New Concept Car: Ford Evos



At the 2005 Frankfurt auto show, Ford’s stunning Iosis concept car debuted the company’s “Kinetic” design language, which shortly thereafter debuted on non-U.S. models like the Mondeo, European Focus, C-Max, and Kuga. Our first taste of Kinetic design came more recently with the 2011 Fiesta and 2012 Focus models. But now Ford’s look is evolving, with another Frankfurt concept—the 2011 show’s gorgeous and aptly named Evos—previewing the next evolution (get it?) of Blue Oval design.

Sadly, the company won’t go so far as to adapt the Evos’s quad butterfly doors for production. But this fastback four-seater, which is shorter than a Focus sedan but wider than a Porsche Panamera, does embody a half dozen newly defined pillars of Ford global design—which will drop the Kinetic moniker. The Evos will provide the template for future Fords, and so we took a virtual tour of the car with Ford design chief J Mays, who explained those design pillars.

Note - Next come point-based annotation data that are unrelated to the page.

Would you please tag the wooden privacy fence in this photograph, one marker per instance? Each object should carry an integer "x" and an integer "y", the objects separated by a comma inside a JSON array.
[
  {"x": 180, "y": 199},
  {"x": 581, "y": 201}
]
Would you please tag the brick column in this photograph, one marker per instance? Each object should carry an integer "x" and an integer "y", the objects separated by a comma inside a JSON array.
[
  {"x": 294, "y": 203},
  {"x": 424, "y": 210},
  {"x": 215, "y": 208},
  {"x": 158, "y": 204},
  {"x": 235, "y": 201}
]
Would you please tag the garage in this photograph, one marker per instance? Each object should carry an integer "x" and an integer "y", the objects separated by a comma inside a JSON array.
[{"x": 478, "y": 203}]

The first two pillars of Ford’s new design language are “silhouette innovation” and “perceived efficiency.” The former, according to Mays, represents a profile “that defines your automobile and looks different than most of the other cars in a particular class on the road,” while the latter equates to visual lightness and sleekness. “We’d like to have lightweight pillars [and] a teardrop cabin [where] the lines on the side disappear at a vanishing point somewhere around 100 yards behind the car.” The gist? Think less ‘traditional three-box sedan’ and more ‘four-door coupe.’

“Refined surface language” refers to a smoothing out of Kinetically sculpted body surfaces, among them the architectural fenders, creased door skins, and sculpted hoods. This directive also appears to be a reaction to other manufacturers that Mays claims have “annexed” and subsequently exaggerated Ford’s Kinetic motifs. Ford is going in “exactly the opposite direction” now, he said, keeping what he called the “excitement” of Kinetic design but rendered in “beautiful shapes you’d love to run your hands over.”

An emphasis on the fourth pillar, “technical graphics,” basically refers to the lamps and lower body addenda. “Headlamps seem to be growing to absurd proportions,” said Mays. “They’ve become less about technology and more about design flourish and style. And we think that’s reached its complete evolution. So we’re going to the minimal height for the headlamps and the taillamps and we’re going to let the technology speak for the graphics rather than overt style.” The headlamps on the Evos are rendered in LEDs “designed in such a way that you probably haven’t seen before.” Will every future Ford model get “razor-cut” headlamps such as these? Yes, and Mays told us that he is committed to LED headlamps on every new Ford, although we’ll have to see if those make it past the accountants.